- Video cover of The Pornographers
- Directed by: Shōhei Imamura
- Written by: Shōhei Imamura; Kōji Numata;
- Based on: Erogotoshitachi by Akiyuki Nosaka
- Starring: Shōichi Ozawa; Sumiko Sakamoto; Masaomi Kondō; Keiko Sagowa;
- Cinematography: Shinsaku Himeda
- Edited by: Mutsuo Tanji
- Music by: Toshirō Kusunoki
- Production company: Imamura Productions
- Distributed by: Nikkatsu
- Release date: March 12, 1966 (Japan);
- Running time: 128 minutes
- Country: Japan
- Language: Japanese

= The Pornographers =

1966 film by Shōhei Imamura

The Pornographers (“エロ事師たち”より 人類学入門, "Erogotoshitachi" yori jinruigaku nyūmon) is a 1966 satirical Japanese film directed by Shōhei Imamura. It is based on the novel Erogotoshitachi by Akiyuki Nosaka.

==Plot==
The Pornographers (1966), directed by Shōhei Imamura, follows Subuyan Ogata, a small-time pornographer operating on the fringes of Japanese society. He produces and sells illicit stag films while living in a cramped house with his landlady Haru, her daughter Keiko, and other drifting family members. Subuyan prides himself on running a tight, almost businesslike operation, but his domestic situation is messy and emotionally tangled, blurring the lines between family, desire, and exploitation.

Subuyan becomes increasingly obsessed with Keiko, who represents both innocence and temptation. At the same time, Haru—who believes her dead husband’s spirit lives on in a carp—maintains a strange, superstitious hold over the household. The film mixes dark comedy with psychological tension, showing how Subuyan rationalizes his work as a natural extension of human desire, even as his behavior grows more intrusive and morally questionable.

As the police begin cracking down on pornography, Subuyan’s business becomes riskier. He is arrested and briefly imprisoned, but even this doesn’t fundamentally change him. Instead, he adapts—attempting to modernize his operations and stay one step ahead of the law. His worldview remains stubbornly pragmatic: he sees himself as providing a service rather than committing a crime, despite the increasingly chaotic consequences around him.

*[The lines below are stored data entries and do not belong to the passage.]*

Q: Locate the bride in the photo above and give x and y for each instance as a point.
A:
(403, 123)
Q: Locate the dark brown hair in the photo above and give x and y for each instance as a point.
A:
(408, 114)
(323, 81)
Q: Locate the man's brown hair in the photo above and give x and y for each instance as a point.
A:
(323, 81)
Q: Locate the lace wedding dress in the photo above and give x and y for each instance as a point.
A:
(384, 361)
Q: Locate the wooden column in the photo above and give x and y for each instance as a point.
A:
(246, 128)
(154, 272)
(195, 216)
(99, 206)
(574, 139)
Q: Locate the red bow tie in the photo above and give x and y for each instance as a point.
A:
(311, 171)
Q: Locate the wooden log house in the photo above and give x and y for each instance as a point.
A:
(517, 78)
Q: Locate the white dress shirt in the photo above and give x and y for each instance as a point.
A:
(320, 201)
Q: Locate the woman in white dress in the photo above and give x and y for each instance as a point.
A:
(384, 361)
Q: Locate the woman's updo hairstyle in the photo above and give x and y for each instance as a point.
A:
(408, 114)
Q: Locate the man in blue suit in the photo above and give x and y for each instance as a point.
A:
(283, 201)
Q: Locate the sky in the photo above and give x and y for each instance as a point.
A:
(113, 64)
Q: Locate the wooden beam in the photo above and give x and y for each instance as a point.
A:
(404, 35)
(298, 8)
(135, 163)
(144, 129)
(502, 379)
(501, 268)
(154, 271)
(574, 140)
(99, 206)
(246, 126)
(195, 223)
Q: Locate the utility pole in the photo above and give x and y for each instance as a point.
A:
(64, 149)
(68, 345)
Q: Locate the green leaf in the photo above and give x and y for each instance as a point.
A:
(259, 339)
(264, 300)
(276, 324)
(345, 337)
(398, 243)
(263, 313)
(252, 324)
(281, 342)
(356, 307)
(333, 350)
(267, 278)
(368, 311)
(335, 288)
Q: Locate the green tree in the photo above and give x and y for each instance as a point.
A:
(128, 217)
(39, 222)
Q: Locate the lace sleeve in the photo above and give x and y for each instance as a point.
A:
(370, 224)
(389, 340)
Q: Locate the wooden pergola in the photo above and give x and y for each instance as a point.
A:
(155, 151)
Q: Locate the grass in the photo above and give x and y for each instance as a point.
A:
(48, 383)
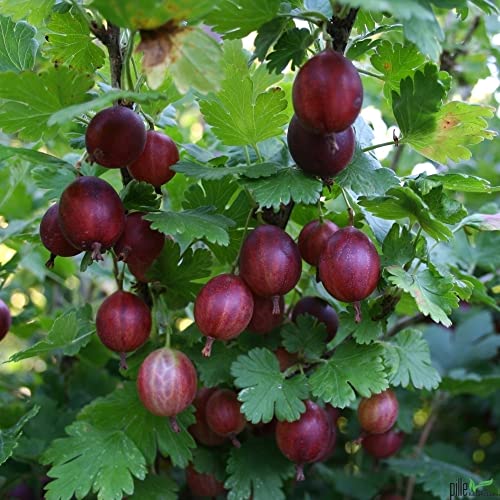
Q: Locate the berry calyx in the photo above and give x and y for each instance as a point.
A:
(5, 319)
(313, 238)
(263, 319)
(378, 413)
(270, 263)
(53, 238)
(324, 155)
(383, 445)
(115, 137)
(200, 429)
(203, 485)
(224, 417)
(153, 165)
(139, 245)
(327, 93)
(305, 440)
(91, 215)
(321, 310)
(167, 383)
(123, 323)
(349, 265)
(223, 309)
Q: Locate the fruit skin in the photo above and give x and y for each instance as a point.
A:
(203, 485)
(319, 308)
(223, 309)
(115, 137)
(349, 266)
(305, 440)
(5, 319)
(378, 413)
(139, 245)
(313, 238)
(324, 155)
(200, 429)
(224, 416)
(153, 165)
(123, 322)
(91, 215)
(270, 262)
(53, 238)
(383, 445)
(167, 383)
(263, 320)
(327, 93)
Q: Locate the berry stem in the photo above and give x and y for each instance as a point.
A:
(174, 424)
(207, 350)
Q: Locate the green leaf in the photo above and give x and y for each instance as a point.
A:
(433, 294)
(70, 43)
(179, 273)
(151, 14)
(156, 488)
(243, 112)
(30, 98)
(364, 332)
(195, 223)
(104, 100)
(78, 469)
(409, 360)
(398, 247)
(206, 172)
(433, 475)
(290, 48)
(238, 19)
(353, 366)
(257, 470)
(122, 411)
(306, 336)
(265, 390)
(70, 332)
(396, 62)
(18, 45)
(401, 202)
(140, 196)
(9, 437)
(193, 61)
(457, 126)
(288, 184)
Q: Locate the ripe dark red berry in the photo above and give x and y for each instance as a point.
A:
(349, 266)
(91, 215)
(313, 238)
(203, 485)
(139, 245)
(200, 429)
(327, 93)
(307, 439)
(223, 309)
(383, 445)
(5, 319)
(224, 416)
(115, 137)
(321, 310)
(324, 155)
(167, 383)
(53, 238)
(378, 413)
(123, 323)
(153, 165)
(270, 263)
(263, 319)
(285, 358)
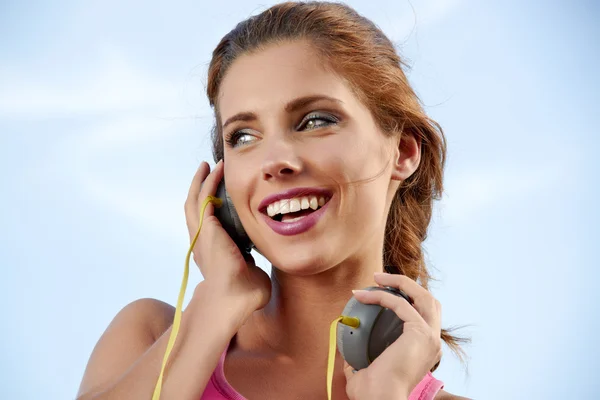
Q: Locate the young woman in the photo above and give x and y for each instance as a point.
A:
(332, 166)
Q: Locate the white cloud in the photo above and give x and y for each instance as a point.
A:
(111, 85)
(483, 188)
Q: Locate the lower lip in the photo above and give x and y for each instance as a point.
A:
(299, 226)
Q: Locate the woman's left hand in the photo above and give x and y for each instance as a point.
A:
(400, 367)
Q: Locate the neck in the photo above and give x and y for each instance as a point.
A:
(296, 321)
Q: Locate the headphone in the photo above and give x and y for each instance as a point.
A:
(378, 326)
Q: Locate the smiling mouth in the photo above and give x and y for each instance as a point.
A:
(290, 210)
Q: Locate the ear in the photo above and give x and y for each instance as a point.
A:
(407, 156)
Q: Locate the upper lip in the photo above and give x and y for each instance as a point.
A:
(291, 193)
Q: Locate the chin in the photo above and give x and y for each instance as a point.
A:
(301, 259)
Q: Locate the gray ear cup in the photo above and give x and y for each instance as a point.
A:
(379, 327)
(230, 220)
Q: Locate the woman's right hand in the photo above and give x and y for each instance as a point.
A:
(225, 269)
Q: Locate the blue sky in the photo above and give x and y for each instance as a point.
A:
(103, 121)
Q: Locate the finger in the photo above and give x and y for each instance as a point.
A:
(423, 301)
(209, 187)
(349, 371)
(191, 202)
(397, 304)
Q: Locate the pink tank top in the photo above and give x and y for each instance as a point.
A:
(219, 389)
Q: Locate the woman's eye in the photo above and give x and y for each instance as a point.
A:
(240, 138)
(314, 121)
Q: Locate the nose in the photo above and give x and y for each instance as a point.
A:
(281, 161)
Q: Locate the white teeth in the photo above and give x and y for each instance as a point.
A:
(304, 203)
(286, 206)
(294, 205)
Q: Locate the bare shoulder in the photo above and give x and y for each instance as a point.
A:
(443, 395)
(131, 332)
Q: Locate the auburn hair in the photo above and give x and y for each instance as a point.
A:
(356, 49)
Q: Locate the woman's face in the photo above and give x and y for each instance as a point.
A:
(297, 138)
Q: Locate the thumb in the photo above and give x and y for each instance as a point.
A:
(349, 371)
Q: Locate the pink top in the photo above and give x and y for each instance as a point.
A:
(219, 389)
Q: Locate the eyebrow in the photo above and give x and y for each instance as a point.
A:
(290, 107)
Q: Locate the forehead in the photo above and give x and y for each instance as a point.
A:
(273, 76)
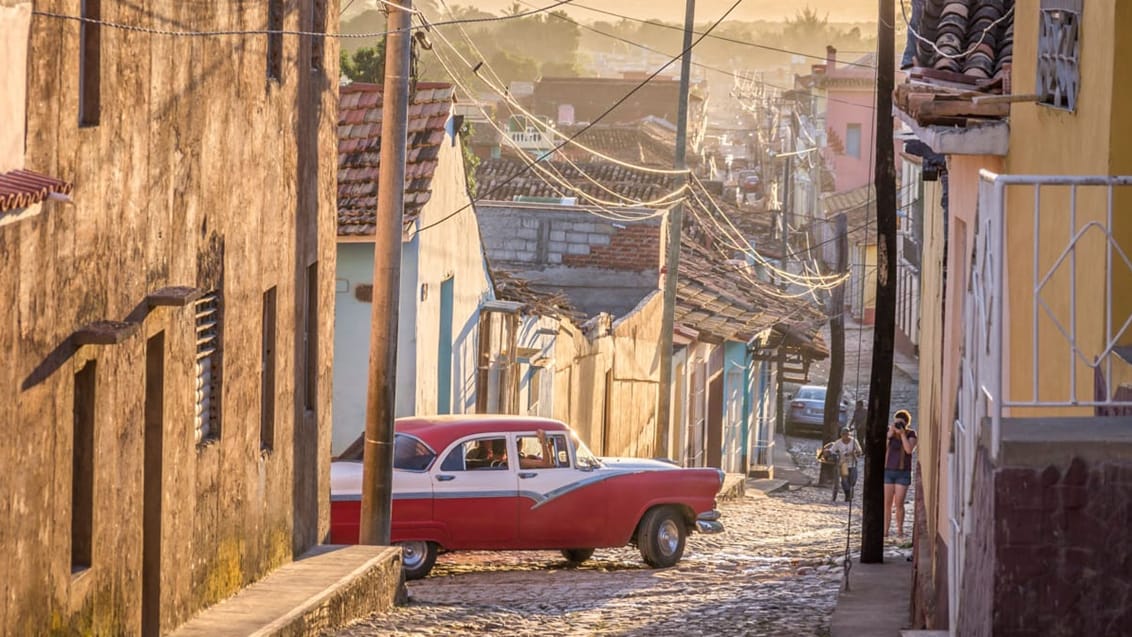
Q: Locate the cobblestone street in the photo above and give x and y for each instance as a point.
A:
(774, 571)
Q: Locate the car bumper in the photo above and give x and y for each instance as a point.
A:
(708, 523)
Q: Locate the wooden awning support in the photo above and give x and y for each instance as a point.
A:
(104, 333)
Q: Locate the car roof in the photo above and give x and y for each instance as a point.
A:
(440, 431)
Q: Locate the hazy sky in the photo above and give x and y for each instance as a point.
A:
(672, 10)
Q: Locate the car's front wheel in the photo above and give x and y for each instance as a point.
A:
(577, 556)
(417, 558)
(661, 536)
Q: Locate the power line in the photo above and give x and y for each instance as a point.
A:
(562, 183)
(721, 37)
(701, 65)
(592, 123)
(152, 31)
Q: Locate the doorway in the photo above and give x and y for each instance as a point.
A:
(714, 452)
(444, 349)
(152, 483)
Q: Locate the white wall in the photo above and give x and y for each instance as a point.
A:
(449, 249)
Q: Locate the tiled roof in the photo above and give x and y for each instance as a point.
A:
(859, 206)
(646, 143)
(20, 189)
(957, 26)
(715, 297)
(512, 287)
(494, 180)
(359, 151)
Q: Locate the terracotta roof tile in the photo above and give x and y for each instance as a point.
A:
(359, 152)
(957, 26)
(20, 189)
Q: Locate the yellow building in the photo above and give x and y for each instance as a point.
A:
(1027, 397)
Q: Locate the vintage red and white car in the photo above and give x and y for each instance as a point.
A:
(497, 482)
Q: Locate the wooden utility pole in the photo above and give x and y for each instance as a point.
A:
(837, 347)
(672, 247)
(377, 458)
(780, 369)
(884, 330)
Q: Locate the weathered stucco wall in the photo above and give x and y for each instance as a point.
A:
(1049, 549)
(15, 18)
(203, 173)
(636, 380)
(449, 249)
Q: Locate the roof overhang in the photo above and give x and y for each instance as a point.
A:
(989, 138)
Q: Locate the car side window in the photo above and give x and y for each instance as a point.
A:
(542, 450)
(410, 454)
(488, 453)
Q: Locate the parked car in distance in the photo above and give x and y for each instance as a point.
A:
(498, 482)
(807, 410)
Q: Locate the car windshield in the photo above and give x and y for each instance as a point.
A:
(811, 394)
(410, 454)
(583, 456)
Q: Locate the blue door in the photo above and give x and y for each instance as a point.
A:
(444, 350)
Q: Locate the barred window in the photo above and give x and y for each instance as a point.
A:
(208, 368)
(1058, 53)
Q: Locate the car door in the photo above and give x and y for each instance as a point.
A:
(556, 508)
(474, 493)
(412, 491)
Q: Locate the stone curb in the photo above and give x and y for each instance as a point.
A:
(326, 588)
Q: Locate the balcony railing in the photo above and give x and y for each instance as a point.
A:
(1063, 227)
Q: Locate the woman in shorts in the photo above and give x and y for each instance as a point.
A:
(898, 470)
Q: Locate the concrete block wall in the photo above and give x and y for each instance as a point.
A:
(532, 237)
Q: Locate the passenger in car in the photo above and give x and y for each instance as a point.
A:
(546, 459)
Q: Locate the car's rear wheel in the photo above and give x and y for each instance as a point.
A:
(417, 558)
(577, 556)
(661, 536)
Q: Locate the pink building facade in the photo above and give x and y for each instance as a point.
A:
(849, 120)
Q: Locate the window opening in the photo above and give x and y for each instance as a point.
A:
(317, 25)
(83, 467)
(310, 336)
(1058, 53)
(275, 40)
(852, 140)
(267, 369)
(89, 67)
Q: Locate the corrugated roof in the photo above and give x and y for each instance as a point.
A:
(360, 144)
(22, 188)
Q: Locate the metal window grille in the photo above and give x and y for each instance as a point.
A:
(208, 368)
(1058, 53)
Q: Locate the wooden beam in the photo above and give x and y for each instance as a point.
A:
(104, 333)
(1006, 99)
(945, 108)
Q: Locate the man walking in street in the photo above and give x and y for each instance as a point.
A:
(846, 449)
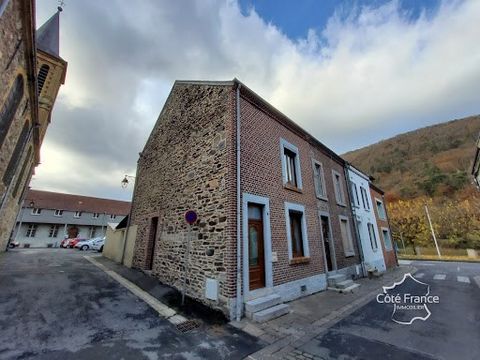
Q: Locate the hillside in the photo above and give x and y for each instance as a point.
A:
(433, 161)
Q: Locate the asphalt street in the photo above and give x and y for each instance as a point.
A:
(452, 331)
(54, 304)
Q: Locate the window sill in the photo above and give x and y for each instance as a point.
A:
(293, 188)
(300, 260)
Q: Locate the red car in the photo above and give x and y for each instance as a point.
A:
(73, 242)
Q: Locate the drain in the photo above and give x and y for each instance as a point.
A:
(188, 326)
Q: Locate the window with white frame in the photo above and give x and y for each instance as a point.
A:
(338, 187)
(387, 239)
(373, 237)
(31, 230)
(356, 200)
(290, 165)
(366, 204)
(58, 212)
(382, 214)
(53, 231)
(347, 239)
(296, 231)
(319, 180)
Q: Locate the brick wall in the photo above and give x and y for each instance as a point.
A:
(184, 166)
(389, 256)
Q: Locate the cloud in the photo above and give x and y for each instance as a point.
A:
(370, 73)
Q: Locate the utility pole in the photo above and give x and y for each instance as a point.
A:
(433, 232)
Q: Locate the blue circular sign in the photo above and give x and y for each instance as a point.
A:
(191, 216)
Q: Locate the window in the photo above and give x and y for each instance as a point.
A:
(32, 229)
(296, 231)
(42, 77)
(373, 237)
(53, 231)
(319, 180)
(347, 239)
(381, 210)
(290, 165)
(356, 200)
(9, 109)
(338, 185)
(366, 203)
(387, 239)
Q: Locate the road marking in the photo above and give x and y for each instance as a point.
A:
(162, 309)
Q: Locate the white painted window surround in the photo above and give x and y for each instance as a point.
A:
(301, 209)
(284, 144)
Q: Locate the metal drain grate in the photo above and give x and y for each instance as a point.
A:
(188, 325)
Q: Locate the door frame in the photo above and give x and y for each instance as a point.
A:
(333, 254)
(267, 244)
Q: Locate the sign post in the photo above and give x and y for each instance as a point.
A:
(190, 218)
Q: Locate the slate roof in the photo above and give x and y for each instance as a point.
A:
(69, 202)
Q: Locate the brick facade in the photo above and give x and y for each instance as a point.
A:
(382, 223)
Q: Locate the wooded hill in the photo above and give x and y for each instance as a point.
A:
(433, 161)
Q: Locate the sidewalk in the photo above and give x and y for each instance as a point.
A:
(313, 314)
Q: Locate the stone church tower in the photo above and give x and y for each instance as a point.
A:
(32, 72)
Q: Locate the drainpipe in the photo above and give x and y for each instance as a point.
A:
(354, 217)
(239, 218)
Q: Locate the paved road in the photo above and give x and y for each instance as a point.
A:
(54, 304)
(451, 332)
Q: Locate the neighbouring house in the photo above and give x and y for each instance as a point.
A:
(366, 222)
(274, 216)
(32, 72)
(49, 217)
(476, 164)
(383, 225)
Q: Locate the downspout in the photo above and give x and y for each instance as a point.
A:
(239, 208)
(354, 218)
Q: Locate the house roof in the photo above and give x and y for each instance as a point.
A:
(48, 35)
(60, 201)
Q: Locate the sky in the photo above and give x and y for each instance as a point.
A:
(349, 72)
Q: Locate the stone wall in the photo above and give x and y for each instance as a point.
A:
(184, 166)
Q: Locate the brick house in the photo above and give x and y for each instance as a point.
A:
(385, 234)
(259, 183)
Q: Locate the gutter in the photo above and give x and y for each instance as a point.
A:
(239, 207)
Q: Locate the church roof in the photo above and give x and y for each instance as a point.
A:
(48, 35)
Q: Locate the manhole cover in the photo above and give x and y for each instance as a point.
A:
(188, 325)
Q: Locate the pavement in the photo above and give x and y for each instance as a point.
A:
(54, 304)
(451, 331)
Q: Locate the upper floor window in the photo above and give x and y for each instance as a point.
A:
(381, 210)
(42, 77)
(338, 186)
(319, 180)
(366, 203)
(290, 165)
(373, 236)
(31, 230)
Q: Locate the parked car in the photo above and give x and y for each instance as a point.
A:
(88, 244)
(73, 242)
(99, 245)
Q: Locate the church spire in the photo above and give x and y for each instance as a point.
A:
(48, 35)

By the end, Subuyan’s personal and professional lives collapse into absurdity. His schemes unravel, his relationships deteriorate, and his obsessive desires isolate him further. Imamura closes the film on a darkly ironic note, suggesting that Subuyan is trapped in a cycle he neither fully understands nor can escape—embodying the director’s broader themes of base human instincts, social hypocrisy, and the persistence of desire beneath civilized norms.

==Cast==
- Shōichi Ozawa as Subuyan Ogata
- Sumiko Sakamoto as Haru Matsuda
- Keiko Sagawa as Keiko Matsuda, Haru's daughter
- Haruo Tanaka as Banteki
- Nakamura Ganjirō II as Elderly executive from Hakucho Company
- Masaomi Kondō as Kōichi Matsuda, Haru's son
- Akira Nishimura as Detective Sanada
- Ichirō Sugai as Shinun Ogata, Subuyan's father
- Akiji Kobayashi
- Shinichi Nakano as Kabō
- Chōchō Miyako as Virgin House Madame
- Kazuo Kitamura as Doctor

==Production and reception==
The film is a satirical black comedy, depicting the underbelly of the Japanese post-war economic miracle, in this case pornographers and small time gangsters in Osaka. It has been called Imamura's best-known film outside Japan.

==Release==
The Pornographers was released in Japan in March 1966 where it was distributed by Nikkatsu. It was released in the United States by Toho International with English subtitles in August 1966.